In 1951 Solomon Asch conducted an experiment to investigate the extent to which social pressure from a majority group could affect a person to conform.

Asch used a lab experiment to study conformity, whereby 50 male students in the USA participated in a ‘‘vision test’’. He told them it was a vision test. Asch put a naive participant in a room with seven confederates. The confederates had agreed in advance what their responses would be when presented with the line task. The real participant was led to believe that the other seven confederates were also real participants like themselves. Each person in the room had state aloud which comparison line (A, B or C) was most like the target line. The answer was always obvious. The real participant sat at the end of the row and gave his answer last. There were 18 trials in total, and the confederates gave the wrong answer on 12 trials. 12 trials were critical ones. His experiment also had a control condition where there were no confederates, only a “real participant.”

Over the 12 critical trials, about 75% of participants conformed at least once.
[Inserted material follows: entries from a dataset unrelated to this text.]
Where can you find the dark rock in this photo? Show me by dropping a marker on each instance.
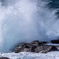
(57, 47)
(54, 48)
(18, 49)
(4, 58)
(43, 48)
(36, 46)
(35, 43)
(55, 41)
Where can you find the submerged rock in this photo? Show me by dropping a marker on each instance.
(4, 58)
(55, 41)
(36, 46)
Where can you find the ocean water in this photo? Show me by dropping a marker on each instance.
(27, 20)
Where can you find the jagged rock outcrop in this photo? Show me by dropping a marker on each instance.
(55, 41)
(4, 58)
(36, 46)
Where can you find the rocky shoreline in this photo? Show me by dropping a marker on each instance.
(36, 46)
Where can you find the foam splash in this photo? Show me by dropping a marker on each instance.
(25, 21)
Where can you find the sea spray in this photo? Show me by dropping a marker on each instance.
(25, 21)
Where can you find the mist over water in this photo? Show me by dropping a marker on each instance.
(25, 21)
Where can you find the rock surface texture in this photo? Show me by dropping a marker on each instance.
(4, 58)
(36, 46)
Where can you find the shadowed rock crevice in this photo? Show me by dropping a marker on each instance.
(36, 46)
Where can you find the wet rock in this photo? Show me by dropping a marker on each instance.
(4, 58)
(43, 48)
(18, 49)
(54, 48)
(57, 47)
(55, 41)
(36, 46)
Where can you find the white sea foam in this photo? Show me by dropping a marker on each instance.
(25, 21)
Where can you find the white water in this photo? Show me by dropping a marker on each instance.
(25, 21)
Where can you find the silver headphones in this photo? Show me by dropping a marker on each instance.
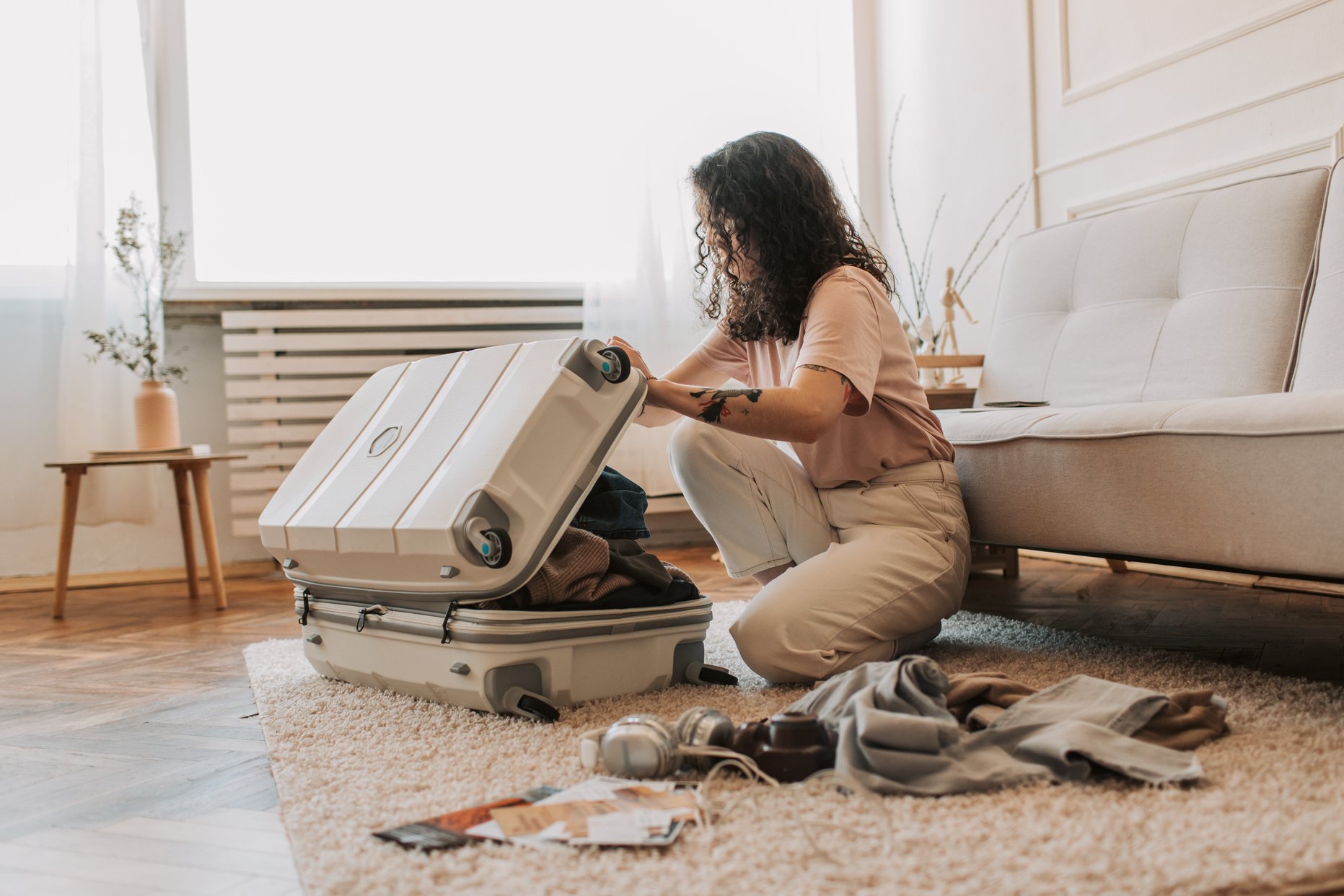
(646, 746)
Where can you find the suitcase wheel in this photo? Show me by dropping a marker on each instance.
(699, 673)
(496, 548)
(530, 706)
(616, 364)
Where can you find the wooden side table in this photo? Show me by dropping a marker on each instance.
(951, 397)
(983, 556)
(182, 465)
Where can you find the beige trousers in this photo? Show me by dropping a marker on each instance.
(879, 565)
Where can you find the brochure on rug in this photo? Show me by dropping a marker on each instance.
(449, 829)
(599, 812)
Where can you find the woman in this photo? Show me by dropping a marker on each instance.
(859, 539)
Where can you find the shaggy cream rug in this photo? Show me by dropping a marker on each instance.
(350, 760)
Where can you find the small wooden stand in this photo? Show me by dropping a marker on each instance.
(183, 467)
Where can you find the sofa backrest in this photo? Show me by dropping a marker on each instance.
(1320, 360)
(1194, 296)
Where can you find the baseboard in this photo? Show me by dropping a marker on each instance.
(133, 576)
(1222, 576)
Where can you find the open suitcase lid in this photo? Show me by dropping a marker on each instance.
(452, 476)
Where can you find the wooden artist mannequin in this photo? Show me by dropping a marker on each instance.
(948, 332)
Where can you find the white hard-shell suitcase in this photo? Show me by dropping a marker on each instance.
(447, 483)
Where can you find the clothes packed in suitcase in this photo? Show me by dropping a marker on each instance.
(418, 526)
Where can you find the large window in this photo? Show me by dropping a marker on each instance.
(464, 141)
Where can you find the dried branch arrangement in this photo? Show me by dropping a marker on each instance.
(148, 263)
(918, 273)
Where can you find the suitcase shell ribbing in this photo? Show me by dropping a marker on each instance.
(512, 434)
(379, 527)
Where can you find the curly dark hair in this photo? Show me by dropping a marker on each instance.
(770, 226)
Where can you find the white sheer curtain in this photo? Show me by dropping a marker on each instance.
(708, 71)
(78, 146)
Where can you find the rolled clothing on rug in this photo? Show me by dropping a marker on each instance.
(587, 568)
(1188, 719)
(897, 737)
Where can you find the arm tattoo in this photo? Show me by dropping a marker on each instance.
(817, 367)
(716, 408)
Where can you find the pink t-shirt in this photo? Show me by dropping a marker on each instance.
(848, 327)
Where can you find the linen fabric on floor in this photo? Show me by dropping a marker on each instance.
(350, 760)
(895, 734)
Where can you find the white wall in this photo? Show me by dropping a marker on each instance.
(1143, 98)
(1113, 101)
(115, 545)
(965, 131)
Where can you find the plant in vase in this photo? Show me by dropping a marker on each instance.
(148, 261)
(925, 335)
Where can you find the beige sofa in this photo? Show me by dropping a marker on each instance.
(1193, 355)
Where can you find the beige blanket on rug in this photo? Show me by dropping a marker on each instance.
(1188, 721)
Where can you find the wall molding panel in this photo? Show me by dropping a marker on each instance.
(1071, 93)
(1328, 143)
(1187, 126)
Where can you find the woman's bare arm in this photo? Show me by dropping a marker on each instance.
(688, 370)
(800, 411)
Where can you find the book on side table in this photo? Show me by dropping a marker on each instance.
(182, 450)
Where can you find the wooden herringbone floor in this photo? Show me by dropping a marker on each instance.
(133, 762)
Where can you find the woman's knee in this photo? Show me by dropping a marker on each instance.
(694, 445)
(766, 651)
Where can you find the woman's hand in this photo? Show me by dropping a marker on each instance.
(636, 359)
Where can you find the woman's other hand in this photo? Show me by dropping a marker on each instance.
(636, 359)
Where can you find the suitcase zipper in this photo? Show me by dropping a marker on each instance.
(453, 621)
(378, 610)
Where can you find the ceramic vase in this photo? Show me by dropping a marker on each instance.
(157, 417)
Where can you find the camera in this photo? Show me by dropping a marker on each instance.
(788, 746)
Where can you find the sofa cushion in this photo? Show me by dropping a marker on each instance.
(1249, 483)
(1320, 363)
(1193, 296)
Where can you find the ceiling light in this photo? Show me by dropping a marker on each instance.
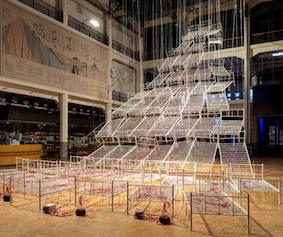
(94, 23)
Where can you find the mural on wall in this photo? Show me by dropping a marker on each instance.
(30, 38)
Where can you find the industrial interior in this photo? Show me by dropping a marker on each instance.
(139, 117)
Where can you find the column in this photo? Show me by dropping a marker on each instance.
(65, 12)
(141, 79)
(63, 100)
(246, 91)
(108, 108)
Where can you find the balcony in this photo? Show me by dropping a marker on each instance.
(45, 8)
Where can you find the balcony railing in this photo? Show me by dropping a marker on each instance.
(124, 50)
(267, 37)
(119, 96)
(45, 8)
If we know that 75% of people are more afraid of public speaking than death, for the reason that they want to be part of a group. We can conclude that, at least once, 75% of people will accept the views of the group, whatever they think.

On average, about one third (32%) of the participants who were placed in this situation went along and conformed with the clearly incorrect majority on the critical trials.

Only 25% of participants never conformed.

In the control group, with no pressure to conform to confederates, less than 1% of participants gave the wrong answer.

When they were interviewed after the experiment, most of them said that they did not really believe their conforming answers, but had gone along with the group for fear of being ridiculed or thought “peculiar”. A few of them said that they really did believe the group’s answers were correct.

Apparently, people conform for two main reasons:

  • because they want to fit in with the group (normative influence) and
  • because they believe the group is better informed than they are (informational influence).

There are limitations of the study.

  • Asch deceived the student volunteers claiming they were taking part in a ‘vision’ test. However, deception was necessary to produce valid results. He devised what is now regarded as a classic experiment in social psychology.
  • How often are we faced with making a judgment like the one Asch used, where the answer is plain to see?

Asch replied that he wanted to investigate a situation where the participants could be in no doubt what the correct answer was. He could explore the true limits of social influence.

  • Some critics thought the high levels of conformity found by Asch were a reflection of American, 1950’s culture and told us more about the historical and cultural climate of the USA in the 1950s then they do about the phenomena of conformity.
  • Participants were not protected from psychological stress which may occur if they disagreed with the majority.